Here are 3 foods worth avoiding to ensure you wake up feeling rejuvenated each day.
By the time you’ve left work, been food shopping and arrived home, it can be late in the evening before you get a chance to sit down for dinner. Red meats take longer to digest than other foods so, if you know you will be eating late, opt for a lighter meal as this will make you more comfortable when it is time to rest.
Dave Gibson suggests leaving four hours between a heavy meal and bed time. If you feel peckish later on, experts at the Sleep Council recommend dairy products like yoghurt and milk and green vegetables such as cabbage, which are rich in stress-reducing calcium, helping you to relax before heading to bed.
Are you one for lathering on the spice, regardless of whether it’s necessary or not? Lisa Artis, a Sleep Adviser for the Sleep Council, advises those with sleeping troubles to avoid eating spicy food as Capsaicin, the spicy element in chilli peppers, could unsettle you. Dave Gibson warns that spicy foods can raise your body temperature, causing you discomfort.

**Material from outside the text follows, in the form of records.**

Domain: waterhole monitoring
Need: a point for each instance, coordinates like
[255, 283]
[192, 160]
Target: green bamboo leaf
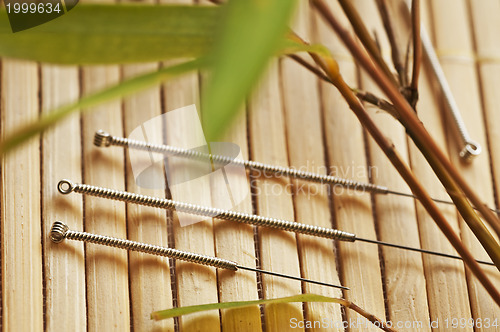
[117, 91]
[175, 312]
[104, 34]
[250, 33]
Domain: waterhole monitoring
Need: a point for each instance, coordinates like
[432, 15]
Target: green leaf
[250, 33]
[175, 312]
[117, 91]
[290, 46]
[104, 34]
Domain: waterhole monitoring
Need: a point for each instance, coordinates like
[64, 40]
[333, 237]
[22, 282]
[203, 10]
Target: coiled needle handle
[104, 139]
[60, 231]
[66, 187]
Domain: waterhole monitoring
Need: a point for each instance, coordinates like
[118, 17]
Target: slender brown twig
[363, 95]
[423, 141]
[395, 53]
[365, 38]
[456, 186]
[417, 52]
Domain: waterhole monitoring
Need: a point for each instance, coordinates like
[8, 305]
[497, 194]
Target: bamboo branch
[428, 147]
[395, 53]
[363, 95]
[365, 38]
[444, 169]
[417, 52]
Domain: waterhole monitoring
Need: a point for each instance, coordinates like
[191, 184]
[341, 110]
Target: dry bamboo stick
[149, 275]
[306, 152]
[404, 276]
[331, 68]
[360, 265]
[61, 153]
[22, 292]
[445, 279]
[462, 78]
[278, 249]
[107, 268]
[486, 27]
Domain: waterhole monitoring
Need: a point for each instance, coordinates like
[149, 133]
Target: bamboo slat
[235, 241]
[149, 275]
[396, 219]
[195, 284]
[107, 268]
[20, 204]
[462, 76]
[292, 120]
[359, 262]
[64, 264]
[311, 201]
[277, 249]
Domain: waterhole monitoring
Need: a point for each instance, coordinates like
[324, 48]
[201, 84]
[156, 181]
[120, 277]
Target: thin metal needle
[470, 149]
[60, 232]
[104, 139]
[66, 187]
[424, 251]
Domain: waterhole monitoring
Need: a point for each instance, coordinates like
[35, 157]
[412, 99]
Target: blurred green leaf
[104, 34]
[250, 33]
[117, 91]
[175, 312]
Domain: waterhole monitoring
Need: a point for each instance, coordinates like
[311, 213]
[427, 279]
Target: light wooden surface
[290, 119]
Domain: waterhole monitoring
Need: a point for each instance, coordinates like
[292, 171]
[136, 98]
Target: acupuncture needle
[104, 139]
[60, 231]
[66, 187]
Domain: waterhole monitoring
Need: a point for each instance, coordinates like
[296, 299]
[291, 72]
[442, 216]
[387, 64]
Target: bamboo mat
[291, 119]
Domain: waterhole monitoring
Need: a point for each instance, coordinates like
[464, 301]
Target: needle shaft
[104, 139]
[65, 187]
[60, 232]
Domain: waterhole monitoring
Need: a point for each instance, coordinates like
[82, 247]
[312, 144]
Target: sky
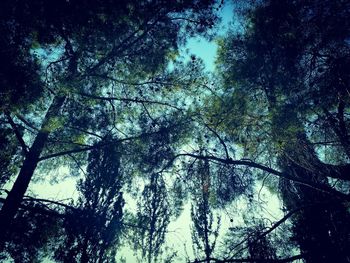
[179, 233]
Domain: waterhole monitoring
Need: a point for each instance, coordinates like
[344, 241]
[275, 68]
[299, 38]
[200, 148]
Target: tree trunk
[15, 196]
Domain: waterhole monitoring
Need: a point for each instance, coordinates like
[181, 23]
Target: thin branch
[135, 100]
[243, 162]
[85, 149]
[242, 260]
[17, 133]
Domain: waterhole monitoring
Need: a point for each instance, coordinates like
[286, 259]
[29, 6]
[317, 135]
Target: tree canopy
[252, 158]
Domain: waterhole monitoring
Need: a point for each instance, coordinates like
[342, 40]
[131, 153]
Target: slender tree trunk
[15, 196]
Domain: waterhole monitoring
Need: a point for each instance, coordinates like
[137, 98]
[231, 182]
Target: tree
[90, 42]
[153, 217]
[92, 230]
[274, 65]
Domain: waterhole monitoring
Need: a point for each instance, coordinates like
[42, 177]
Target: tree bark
[15, 196]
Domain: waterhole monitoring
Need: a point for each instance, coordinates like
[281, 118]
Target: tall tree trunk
[15, 196]
[322, 232]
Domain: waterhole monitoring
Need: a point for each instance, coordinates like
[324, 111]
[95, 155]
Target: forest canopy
[251, 160]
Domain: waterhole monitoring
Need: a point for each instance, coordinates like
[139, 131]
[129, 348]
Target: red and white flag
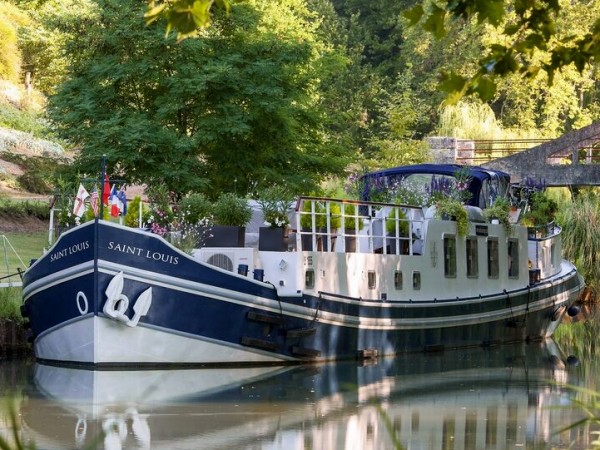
[94, 201]
[105, 191]
[114, 202]
[79, 206]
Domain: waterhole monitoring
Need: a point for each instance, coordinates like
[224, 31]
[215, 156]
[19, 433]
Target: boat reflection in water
[494, 398]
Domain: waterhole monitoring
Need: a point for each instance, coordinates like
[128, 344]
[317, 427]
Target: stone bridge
[570, 160]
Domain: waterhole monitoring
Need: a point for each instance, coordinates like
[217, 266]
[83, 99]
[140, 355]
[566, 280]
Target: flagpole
[103, 177]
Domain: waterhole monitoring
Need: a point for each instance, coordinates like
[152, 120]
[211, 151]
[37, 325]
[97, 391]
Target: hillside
[21, 128]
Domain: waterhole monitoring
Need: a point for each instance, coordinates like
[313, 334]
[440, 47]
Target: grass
[18, 249]
[16, 252]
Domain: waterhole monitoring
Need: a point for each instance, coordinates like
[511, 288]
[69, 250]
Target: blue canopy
[485, 184]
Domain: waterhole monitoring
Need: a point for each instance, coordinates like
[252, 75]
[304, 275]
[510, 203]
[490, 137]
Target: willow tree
[234, 106]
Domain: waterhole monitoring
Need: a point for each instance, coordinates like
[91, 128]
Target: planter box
[273, 239]
[226, 236]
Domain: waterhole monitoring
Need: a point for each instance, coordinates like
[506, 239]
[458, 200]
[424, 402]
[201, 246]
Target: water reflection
[494, 398]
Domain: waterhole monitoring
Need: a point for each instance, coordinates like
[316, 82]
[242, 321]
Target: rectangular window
[416, 281]
[371, 279]
[450, 256]
[493, 266]
[513, 258]
[309, 279]
[398, 279]
[472, 258]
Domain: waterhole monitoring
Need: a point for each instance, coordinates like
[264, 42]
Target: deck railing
[348, 226]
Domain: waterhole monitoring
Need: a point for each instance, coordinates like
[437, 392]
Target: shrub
[232, 210]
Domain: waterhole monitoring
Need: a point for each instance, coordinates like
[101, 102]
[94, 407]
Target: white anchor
[117, 302]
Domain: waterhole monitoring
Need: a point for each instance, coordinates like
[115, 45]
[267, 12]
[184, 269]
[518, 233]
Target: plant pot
[273, 239]
[226, 236]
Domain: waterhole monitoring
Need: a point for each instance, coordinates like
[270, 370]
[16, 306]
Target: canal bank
[13, 340]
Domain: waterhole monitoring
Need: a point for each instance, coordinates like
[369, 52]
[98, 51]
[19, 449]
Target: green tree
[42, 40]
[216, 113]
[10, 54]
[528, 27]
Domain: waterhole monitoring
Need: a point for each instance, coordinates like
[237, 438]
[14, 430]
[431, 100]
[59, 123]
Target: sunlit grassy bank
[16, 252]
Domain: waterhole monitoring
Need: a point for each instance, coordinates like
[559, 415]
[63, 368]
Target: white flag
[79, 206]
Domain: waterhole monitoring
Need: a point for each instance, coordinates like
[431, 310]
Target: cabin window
[416, 281]
[513, 258]
[309, 279]
[472, 258]
[450, 256]
[398, 279]
[371, 279]
[493, 266]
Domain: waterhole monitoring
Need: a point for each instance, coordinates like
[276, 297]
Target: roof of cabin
[478, 175]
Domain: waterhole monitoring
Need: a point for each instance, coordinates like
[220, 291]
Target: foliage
[408, 192]
[238, 103]
[10, 304]
[580, 221]
[26, 208]
[132, 217]
[453, 209]
[194, 222]
[10, 55]
[275, 203]
[542, 210]
[184, 17]
[229, 209]
[21, 119]
[161, 215]
[193, 208]
[52, 24]
[530, 28]
[64, 194]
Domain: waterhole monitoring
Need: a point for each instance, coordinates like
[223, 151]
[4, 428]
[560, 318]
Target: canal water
[505, 397]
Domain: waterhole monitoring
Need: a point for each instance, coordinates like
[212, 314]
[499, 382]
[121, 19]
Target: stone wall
[447, 150]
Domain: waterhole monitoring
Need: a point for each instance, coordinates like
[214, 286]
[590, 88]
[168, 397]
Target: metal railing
[348, 226]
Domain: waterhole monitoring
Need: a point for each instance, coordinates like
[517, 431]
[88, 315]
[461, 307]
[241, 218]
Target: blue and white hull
[108, 295]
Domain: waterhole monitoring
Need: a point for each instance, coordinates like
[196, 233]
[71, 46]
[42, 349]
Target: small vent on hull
[220, 260]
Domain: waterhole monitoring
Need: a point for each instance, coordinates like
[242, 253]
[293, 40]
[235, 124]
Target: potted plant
[499, 211]
[452, 209]
[275, 203]
[231, 214]
[539, 220]
[194, 222]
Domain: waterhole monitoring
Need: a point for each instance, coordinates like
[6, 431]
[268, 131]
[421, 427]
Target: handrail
[323, 224]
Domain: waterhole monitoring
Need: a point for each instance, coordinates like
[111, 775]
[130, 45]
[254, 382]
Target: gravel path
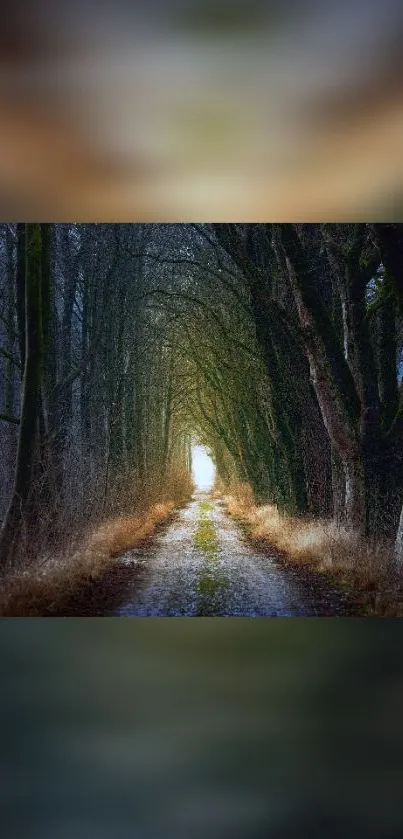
[202, 565]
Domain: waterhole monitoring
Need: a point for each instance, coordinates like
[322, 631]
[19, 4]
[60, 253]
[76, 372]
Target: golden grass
[46, 586]
[356, 564]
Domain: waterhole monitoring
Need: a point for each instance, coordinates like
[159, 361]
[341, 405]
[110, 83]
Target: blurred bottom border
[201, 727]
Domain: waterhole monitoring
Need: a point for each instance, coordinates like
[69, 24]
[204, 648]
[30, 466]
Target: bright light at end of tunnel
[203, 469]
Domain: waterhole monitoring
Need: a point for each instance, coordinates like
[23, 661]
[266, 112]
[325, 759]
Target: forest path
[203, 565]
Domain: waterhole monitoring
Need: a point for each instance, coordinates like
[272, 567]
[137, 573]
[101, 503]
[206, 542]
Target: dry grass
[44, 587]
[361, 567]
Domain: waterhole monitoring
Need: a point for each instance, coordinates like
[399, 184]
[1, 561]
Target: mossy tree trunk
[20, 513]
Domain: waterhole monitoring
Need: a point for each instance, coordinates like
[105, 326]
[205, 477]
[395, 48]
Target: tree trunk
[20, 513]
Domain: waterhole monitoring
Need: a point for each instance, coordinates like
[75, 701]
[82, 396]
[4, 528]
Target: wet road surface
[202, 565]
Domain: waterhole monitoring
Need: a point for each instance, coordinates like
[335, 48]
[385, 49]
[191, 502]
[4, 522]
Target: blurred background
[174, 110]
[225, 728]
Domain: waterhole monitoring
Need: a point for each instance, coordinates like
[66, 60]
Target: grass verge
[46, 586]
[339, 556]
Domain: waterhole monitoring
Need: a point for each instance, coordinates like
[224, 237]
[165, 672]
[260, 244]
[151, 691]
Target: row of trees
[278, 346]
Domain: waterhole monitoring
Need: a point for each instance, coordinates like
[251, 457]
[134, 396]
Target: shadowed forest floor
[201, 564]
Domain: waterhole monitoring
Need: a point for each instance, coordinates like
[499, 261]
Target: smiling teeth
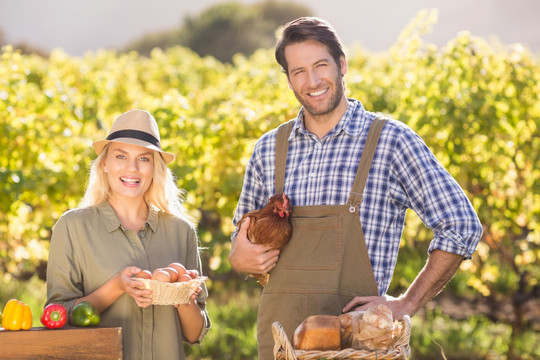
[320, 92]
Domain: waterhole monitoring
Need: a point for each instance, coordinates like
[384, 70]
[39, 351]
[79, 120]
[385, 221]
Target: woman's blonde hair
[163, 194]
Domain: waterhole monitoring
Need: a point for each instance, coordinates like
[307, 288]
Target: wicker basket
[164, 293]
[283, 349]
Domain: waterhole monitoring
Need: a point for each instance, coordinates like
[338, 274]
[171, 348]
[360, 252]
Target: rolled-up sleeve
[437, 198]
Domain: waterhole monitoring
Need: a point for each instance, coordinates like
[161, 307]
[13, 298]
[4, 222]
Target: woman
[131, 218]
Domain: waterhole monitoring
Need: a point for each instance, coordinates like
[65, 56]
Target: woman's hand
[135, 288]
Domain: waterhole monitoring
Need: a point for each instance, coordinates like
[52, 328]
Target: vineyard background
[476, 104]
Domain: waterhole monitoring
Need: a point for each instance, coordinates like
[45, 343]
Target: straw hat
[136, 127]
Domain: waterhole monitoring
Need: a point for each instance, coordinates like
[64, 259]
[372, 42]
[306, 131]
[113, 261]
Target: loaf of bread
[349, 326]
[318, 332]
[371, 329]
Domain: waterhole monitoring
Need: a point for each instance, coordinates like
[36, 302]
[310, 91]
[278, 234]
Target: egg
[144, 274]
[183, 278]
[193, 273]
[172, 273]
[161, 275]
[181, 269]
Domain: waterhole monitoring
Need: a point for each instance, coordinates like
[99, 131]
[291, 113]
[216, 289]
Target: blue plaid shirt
[404, 175]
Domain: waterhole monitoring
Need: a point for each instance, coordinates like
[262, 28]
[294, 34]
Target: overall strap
[282, 147]
[357, 190]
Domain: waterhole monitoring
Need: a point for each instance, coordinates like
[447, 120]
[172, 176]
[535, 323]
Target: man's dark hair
[308, 28]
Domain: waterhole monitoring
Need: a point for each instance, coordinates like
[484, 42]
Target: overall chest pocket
[315, 244]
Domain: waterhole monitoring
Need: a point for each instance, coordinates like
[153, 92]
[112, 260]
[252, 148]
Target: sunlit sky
[81, 26]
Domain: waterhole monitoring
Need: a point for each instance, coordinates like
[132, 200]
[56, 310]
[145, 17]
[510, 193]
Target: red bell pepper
[54, 316]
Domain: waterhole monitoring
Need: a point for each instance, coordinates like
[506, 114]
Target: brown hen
[270, 226]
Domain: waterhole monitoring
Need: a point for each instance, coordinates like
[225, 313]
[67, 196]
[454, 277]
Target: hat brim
[100, 145]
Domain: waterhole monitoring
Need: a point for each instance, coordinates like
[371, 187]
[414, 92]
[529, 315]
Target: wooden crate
[97, 343]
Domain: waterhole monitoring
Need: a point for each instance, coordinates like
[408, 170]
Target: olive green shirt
[89, 246]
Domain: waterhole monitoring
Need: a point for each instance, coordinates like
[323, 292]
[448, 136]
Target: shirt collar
[352, 122]
[112, 222]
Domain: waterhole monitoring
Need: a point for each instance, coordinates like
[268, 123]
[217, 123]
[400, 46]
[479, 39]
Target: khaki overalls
[325, 264]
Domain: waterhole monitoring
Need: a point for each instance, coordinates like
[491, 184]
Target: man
[349, 192]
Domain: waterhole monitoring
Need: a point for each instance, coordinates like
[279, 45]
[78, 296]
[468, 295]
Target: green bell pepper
[84, 314]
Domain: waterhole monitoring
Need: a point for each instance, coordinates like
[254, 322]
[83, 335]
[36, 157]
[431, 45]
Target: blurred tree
[226, 29]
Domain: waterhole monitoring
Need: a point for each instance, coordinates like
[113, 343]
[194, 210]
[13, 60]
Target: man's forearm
[439, 269]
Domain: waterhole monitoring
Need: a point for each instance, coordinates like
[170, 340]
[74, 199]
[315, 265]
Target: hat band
[135, 134]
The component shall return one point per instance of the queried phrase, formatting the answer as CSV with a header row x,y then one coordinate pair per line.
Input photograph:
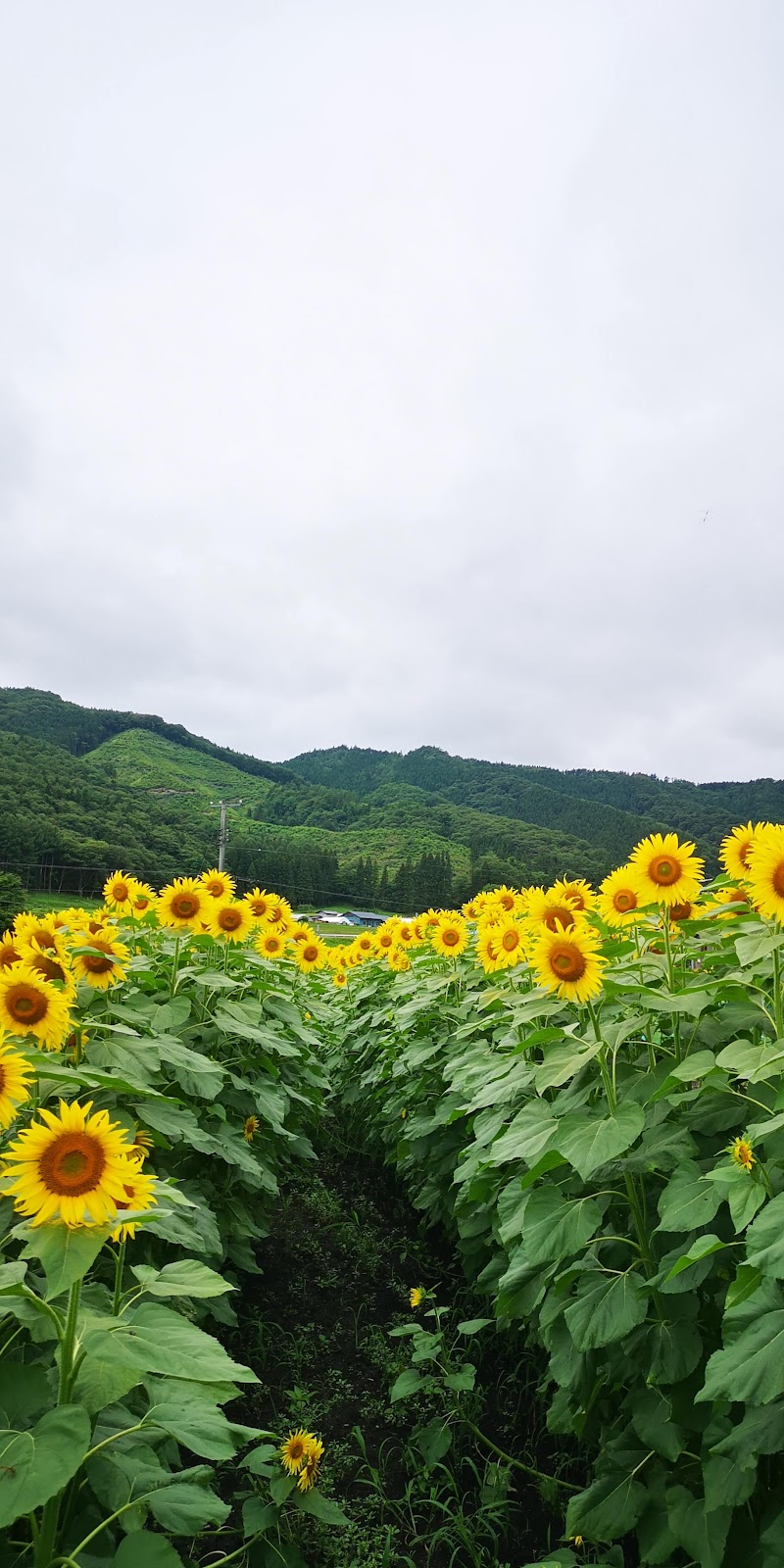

A late-night sweet treat may sound tempting, but foods with high sugar levels could give you an instant energy boost and delay your sleep, and sugar is one of the main culprits behind what can stop you from sleeping. Lisa Artis instead recommends wholegrain cereals with low sugar content to increase the availability of tryptophan in your bloodstream. Artis explains, “Tryptophan is the amino acid that the body uses to make sleep-inducing serotonin and melatonin, the relaxing neurotransmitters that slow down nerve traffic and stop the brain buzzing.” Bananas also contain tryptophan so serve well as a bedtime snack.